Minimum interval such that $X\%$ of intervals will contain $\ge Y$ events

Question

I have a data set that contains the dates and times of purchases. Say I have one month of data for the purchases. I am looking for the interval of time, say 10 mins / 30 mins / hourly, for which 90% of such intervals will contain at least a specified number of sales. So if I had 100 purchases occur over a 1 month period, and I wanted to find the smallest time interval within which I could count the number of purchases for that interval and have 90% of the counts for the month be >5 purchases, how might I go about determining this time interval?

For example, if I were to divide the data into 15 minute chunks, I might come up with this for the first 90 minutes of the monthly data:

Time(minutes)    Purchase count
0-15             1
15-30            0
30-45            6
45-60            2
60-75            4
75-90            3
90-105           1
105-120          5

This does not satisfy the criterion: The purchase counts are too small in too many intervals, presumably because the time interval is too small. So I could try 1 hour chunks next:

Time(minutes)    Purchase count
0-60              9
60-120           13

Now I am satisfying the condition, but perhaps this is not the minimum time chunk: I can probably use a smaller interval than 60 minutes and still have 90% of the counts be above 5.

Is there way I can do this mathematically or not with brute-force?

Answer 1

For $n$ events, here is a $O(n\log(n))$ algorithm that uses simple, common tools.

For simplicity, let's normalize the times so that the start of sales is time $0$ and the end is time $1$. The normalized times themselves are $$0 \le t_1 \le t_2\le \cdots \le t_n \le 1.$$ Let $n(t)$ be the cumulative distribution through time $t$: $$n(t) = \#\{i\,|\, t_i \le t\}.$$ The number of events in the interval $(t-dt, t]$ of length $dt \ge 0$ therefore is $$\#(t-dt, dt]=n(t) - n(t-dt).$$ Such intervals are wholly included within the range of times $[0,1]$ when $dt \le t \le 1$. I will interpret the "proportion" of intervals with more than $k$ events as the proportion of this time: $$p(dt,k) = \frac{1}{1-dt}\int_{dt}^1 \mathcal{I}(n(t) - n(t-dt) \ge k) dt.$$ ($\mathcal{I}$ is the binary indicator function.)
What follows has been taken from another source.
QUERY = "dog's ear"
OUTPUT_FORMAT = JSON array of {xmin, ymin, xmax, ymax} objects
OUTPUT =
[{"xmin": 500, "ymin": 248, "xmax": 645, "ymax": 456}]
For a given count $k \gt 0$ and proportion $1-\alpha$ (such as $\alpha=0.1$ for $90\%$ of the time), the question asks to find the smallest possible $dt$ for which $p(dt, k) \ge 1-\alpha.$ In particular, $dt$ is a zero of the (discontinuous but monotonic) function $$f(dt) = p(dt, k) - (1-\alpha).$$ A good root finder will efficiently discover such as $dt$. (If you wish, you may conduct a binary search instead.)

Here are illustrative plots for a synthetic dataset with $n=500,000$ in the course of one month, comparable to the situation posited in the question.

Code reproduced below found a solution for $k=1000$ purchases and $\alpha=0.25$; it is $2.72$ hours.

The top figure plots $n(t) - n(t-dt)$ for $dt = 2.72\text{ hours}$ = $2.72/(30\times 24)$ $\approx 0.00377\text{ months}.$ The blue horizontal line is located at a count (height) of $k=1000$. Only the segments at times where the preceding width-$dt$ interval contains $k$ or more purchases are shown. Collectively they comprise exactly $1-\alpha=75\%$ of the month (starting from time $dt$ and ending at time $1$). This graph perhaps is even more useful than the answer, because it reveals potentially important details, such as the trend over time.

The bottom graph illustrates this by plotting the total proportion of time against the time interval $dt$ for various values of $k$. The lower red and yellow curves plot values of $k$ largerthan $1000$ while the higher blue and purle curves plot values of $k$ smaller than $1000$. The black curve is the plot for $k=1000$. The value $1-\alpha=0.75$ appears as a black horizontal line. The interval where the black curve crosses this line is the solution, $2.72$ hours. It should now be visually evident how this problem amounts to finding a crossing (or zero) of a function.

It takes $O(n\log(n))$ time to sort the events, which is the core calculation in computing $n(t)$. A binary search or decent root finder will take $O(\log(n))$ iterations, each one taking $O(\log(n))$ time for an evaluation (in principle: the R implementation is a bit worse, but is simple to implement).

Here is the R code to produce the synthetic dataset (which oscillates daily and has a slight upward trend) and compute this solution. integrate implements the function $f$ (but divides its values by $n$). It simply samples the unit interval at a large number of equally spaced points. uniroot is the built-in root finder to find the interval. It took only $25$ iterations to find a solution precise to $10^{-8}$, requiring less than $0.1$ seconds to complete. Because these data are so numerous, the solution cannot be appreciably greater than the smallest possible value of $dt$ that works (as the previous plots confirm).

#
# Proportion of time in (dx, 1] that intervals of width `dx` contain at least `y` events.
#
integrate <- function(y, dx, fun, n.points=10001) {
  x <- seq(dx, 1, length.out=n.points)
  mean(f(x) - f(x-dx) >= y * (1-dx))
}
#
# Synthesize the data.
#
n <- 500000
set.seed(17)
dt <- rgamma(n+1, shape=1/10, rate=exp(0:n/n * 1/5)*(1.5 + sin(30*2*pi*0:n/n)))
#
# Normalize them.
#
times <- (cumsum(dt) / sum(dt))[1:n]
#
# Compute the cumulative distribution.
#
f <- ecdf(times)
#
# Specify `k` and `alpha`, then find `dt`.
#
k.0 <- 1000
alpha <- 0.25
fit <- uniroot(function(dx) integrate(k.0/n, dx, f) - (1-alpha), lower=0, upper=1, tol=1e-8)